Hershey beat Wall Street expectations for quarterly sales and profit, benefiting from higher prices of its chocolates and candies at a time when demand has slowed.
Many packaged food companies, including Hershey, raised product prices to offset the impact of a surge in costs after supply chain disruptions and the Russia-Ukraine war pushed up prices of everything from transport to commodities like sugar.
But several rounds of price hikes in the last two years have now hit demand as customers, battling higher interest rates and grocery prices, have started to push back on pricier consumables like chocolates and candies.

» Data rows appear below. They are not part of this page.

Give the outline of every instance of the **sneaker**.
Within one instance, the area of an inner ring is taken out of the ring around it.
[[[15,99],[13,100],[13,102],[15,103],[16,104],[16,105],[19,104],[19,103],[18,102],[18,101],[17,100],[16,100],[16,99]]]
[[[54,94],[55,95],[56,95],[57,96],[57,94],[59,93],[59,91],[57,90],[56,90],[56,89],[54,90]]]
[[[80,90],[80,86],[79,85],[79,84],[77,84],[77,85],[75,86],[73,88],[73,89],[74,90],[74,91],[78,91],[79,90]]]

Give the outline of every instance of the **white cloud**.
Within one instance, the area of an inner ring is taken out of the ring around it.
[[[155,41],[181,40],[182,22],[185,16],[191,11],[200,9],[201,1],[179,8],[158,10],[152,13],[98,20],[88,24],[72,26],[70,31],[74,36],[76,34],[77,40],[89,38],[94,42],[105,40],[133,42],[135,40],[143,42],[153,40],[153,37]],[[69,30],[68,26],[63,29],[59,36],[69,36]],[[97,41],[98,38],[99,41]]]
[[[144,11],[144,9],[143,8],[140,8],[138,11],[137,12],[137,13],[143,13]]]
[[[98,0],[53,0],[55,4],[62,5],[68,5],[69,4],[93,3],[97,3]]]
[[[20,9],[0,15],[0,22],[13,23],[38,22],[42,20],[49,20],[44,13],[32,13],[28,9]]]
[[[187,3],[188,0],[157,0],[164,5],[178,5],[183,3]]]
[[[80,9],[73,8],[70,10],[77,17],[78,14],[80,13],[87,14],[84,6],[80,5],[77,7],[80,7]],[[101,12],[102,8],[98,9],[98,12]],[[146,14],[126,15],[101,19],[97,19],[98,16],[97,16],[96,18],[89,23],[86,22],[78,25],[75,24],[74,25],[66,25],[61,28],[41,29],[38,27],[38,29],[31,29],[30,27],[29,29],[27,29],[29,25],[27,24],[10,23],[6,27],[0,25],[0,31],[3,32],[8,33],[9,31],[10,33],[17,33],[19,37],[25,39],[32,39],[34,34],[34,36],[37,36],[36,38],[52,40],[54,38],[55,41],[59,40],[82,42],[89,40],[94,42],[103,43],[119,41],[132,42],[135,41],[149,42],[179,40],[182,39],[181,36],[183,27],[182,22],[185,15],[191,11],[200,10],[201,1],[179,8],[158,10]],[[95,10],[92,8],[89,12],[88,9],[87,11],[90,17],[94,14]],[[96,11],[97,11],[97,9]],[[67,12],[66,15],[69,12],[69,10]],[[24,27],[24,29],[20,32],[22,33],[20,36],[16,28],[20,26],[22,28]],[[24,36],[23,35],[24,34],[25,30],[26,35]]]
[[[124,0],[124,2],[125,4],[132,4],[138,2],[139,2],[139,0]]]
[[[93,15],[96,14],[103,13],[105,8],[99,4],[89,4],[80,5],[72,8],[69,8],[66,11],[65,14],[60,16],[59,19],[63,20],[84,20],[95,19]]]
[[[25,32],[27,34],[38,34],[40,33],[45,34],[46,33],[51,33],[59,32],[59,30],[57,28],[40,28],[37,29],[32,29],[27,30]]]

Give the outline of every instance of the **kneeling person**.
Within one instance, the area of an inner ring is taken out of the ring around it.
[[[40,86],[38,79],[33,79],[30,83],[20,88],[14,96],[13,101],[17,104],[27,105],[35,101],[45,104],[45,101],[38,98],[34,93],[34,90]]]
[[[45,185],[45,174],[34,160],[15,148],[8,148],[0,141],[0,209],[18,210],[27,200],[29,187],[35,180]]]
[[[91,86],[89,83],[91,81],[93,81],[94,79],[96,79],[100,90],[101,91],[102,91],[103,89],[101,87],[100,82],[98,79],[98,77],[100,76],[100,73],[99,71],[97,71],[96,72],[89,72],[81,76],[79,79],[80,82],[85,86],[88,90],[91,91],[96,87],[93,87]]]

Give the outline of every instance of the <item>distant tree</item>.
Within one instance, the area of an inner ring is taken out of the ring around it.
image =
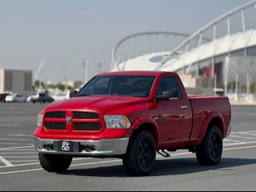
[[[49,88],[56,88],[56,85],[53,85],[53,84],[50,84],[50,85],[48,85],[48,87]]]
[[[40,82],[41,82],[42,88],[45,89],[45,82],[43,82],[42,81],[40,82],[39,80],[36,80],[34,82],[35,87],[36,88],[39,88],[40,86]]]
[[[78,88],[78,87],[80,86],[81,85],[83,85],[83,82],[82,81],[75,81],[75,82],[74,82],[74,87],[75,88]]]
[[[68,87],[67,87],[67,89],[68,89],[68,90],[72,90],[72,89],[73,89],[73,88],[72,88],[72,87],[71,87],[71,86],[68,86]]]
[[[65,85],[62,85],[61,83],[58,83],[57,86],[56,86],[59,90],[61,90],[61,91],[64,91],[65,89]]]

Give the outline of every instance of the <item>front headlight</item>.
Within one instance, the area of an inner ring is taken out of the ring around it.
[[[131,123],[127,116],[105,115],[104,119],[108,128],[129,128],[131,127]]]
[[[38,114],[37,115],[37,126],[38,127],[42,127],[42,114]]]

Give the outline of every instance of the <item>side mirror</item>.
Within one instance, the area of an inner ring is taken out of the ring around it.
[[[170,99],[178,99],[178,93],[177,91],[168,91],[162,93],[162,96],[157,96],[157,101],[167,101]]]
[[[70,93],[69,93],[69,98],[73,97],[74,96],[75,96],[75,94],[78,93],[78,91],[75,91],[75,90],[71,91]]]

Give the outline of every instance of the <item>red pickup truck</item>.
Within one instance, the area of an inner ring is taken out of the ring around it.
[[[34,142],[48,172],[65,172],[74,157],[118,158],[129,174],[145,176],[157,153],[179,149],[217,165],[230,119],[228,98],[188,96],[176,73],[109,72],[41,111]]]

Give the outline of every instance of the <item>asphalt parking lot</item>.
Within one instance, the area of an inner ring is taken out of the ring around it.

Hershey's overall organic prices rose 9.8% in the third quarter, while organic volumes increased only 0.9%.
The 129-year-old company reaffirmed its annual profit forecast of $9.46 to $9.54 per share and of an 8% sales growth.
Its shares were down marginally in early trading amid broader declines.
RBC Capital Markets analyst Nik Modi said maintaining forecasts may seem conservative at first glance, but "it is prudent given our conservative view on the consumer backdrop and key selling days for Halloween ahead".
Hershey expects major holidays like Halloween, when customers stock up on Reese's peanut butter cups and milk duds for trick-or-treat events, to boost sales.
CEO Michele Buck said consumers were buying Halloween candy closer to the holiday this year, unlike last year when inventory unavailability spurred earlier purchases.
Hershey executives also echoed views from PepsiCo and Coca-Cola regarding an impact on sales from the popularity of weight-loss drugs that could alter consumption patterns.
"We do not believe GLP-1's are having a material impact on our business at this point in time," Buck said in a post-earnings call.
Hershey's net sales rose 11% to $3.03 billion, beating analysts' expectations of $2.95 billion, according to LSEG data.
Its adjusted profit per share of $2.60 also topped estimates of $2.45.